In the devotion of a subject’s love,
Tendering the precious safety of my prince,
And free from other misbegotten hate,
Come I appellant to this princely presence.
(I.i. 30-4)
Beyond being an oddly courteous way to begin a lay of bold accusations against the Duke of Norfolk such as “a traitor and a miscreant” (39), the relatively gentle tone of Bolingbroke here is exemplary of the Ricardian court en masse: a raging underbelly of tension between men vying for power held together by the necessity of Richard’s divine rights. For historians, his reign is characterized by unconventional, feminine, and once-in-a-dynasty sort of behavior. His reign by the supplantations of regency councils, the tumult of Peasants’ Revolt in 1381, and the testosterone-fuelled scandals of the Lords Appellant, and lastly the coup d’etat performed by his cousin Henry Bolingbroke.

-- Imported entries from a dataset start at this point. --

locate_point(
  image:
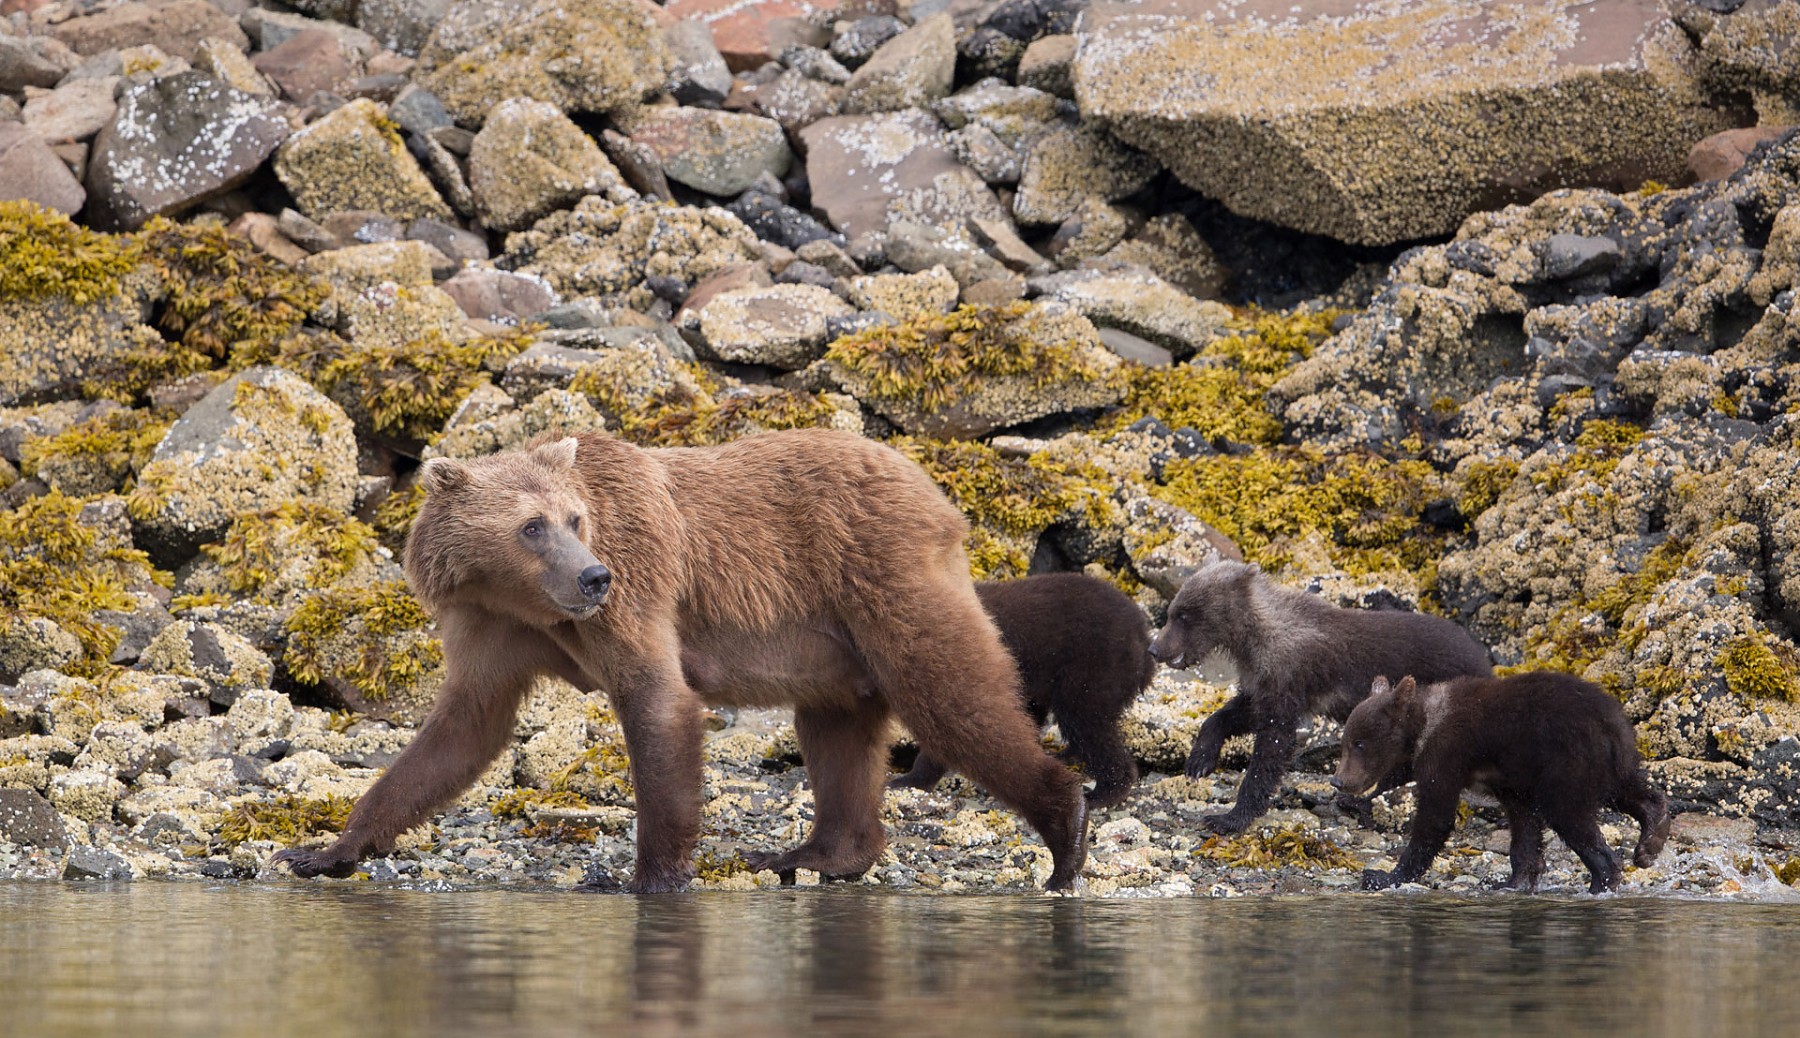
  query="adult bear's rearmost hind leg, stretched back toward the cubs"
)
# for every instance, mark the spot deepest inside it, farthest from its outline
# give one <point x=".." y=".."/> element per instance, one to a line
<point x="940" y="665"/>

The scope of this argument was to demonstrate the wide range of questions regarding masculinity in the court of King Richard II. The source materials for research, ranging from online legal archives, chronicles in both Latin and English, and Middle English poetry was often a jarring jump between methodologies all but regularly converged on the same point: Richard’s reign marks the end of not only the Plantagenet dynasty, but so many of the conventions of masculinity that Anglo-Norman society took for granted during its first three hundred years of rule in England and the areas its dominion would bleed out into; invariably including Wales and parts of Ireland. It is these questions, highlighted by the media written as reception to the court such as the contemporary chronicles and poetry at the time (plus Tudor pieces like Shakespeare’s Richard II), that allowed for the decades’ tension in the court to culminate in Bolingbroke’s usurping of the throne, which in fact as noted by McVitty’s volume, would bring rise to the questions of legitimacy — the direct power instability that would divide the Yorkist and Lancastrist factions in the War of the Roses. Richard II’s dependence on his homosocial bonds often go overstated as the men that surrounded him were often just as dependent on their bonds with him.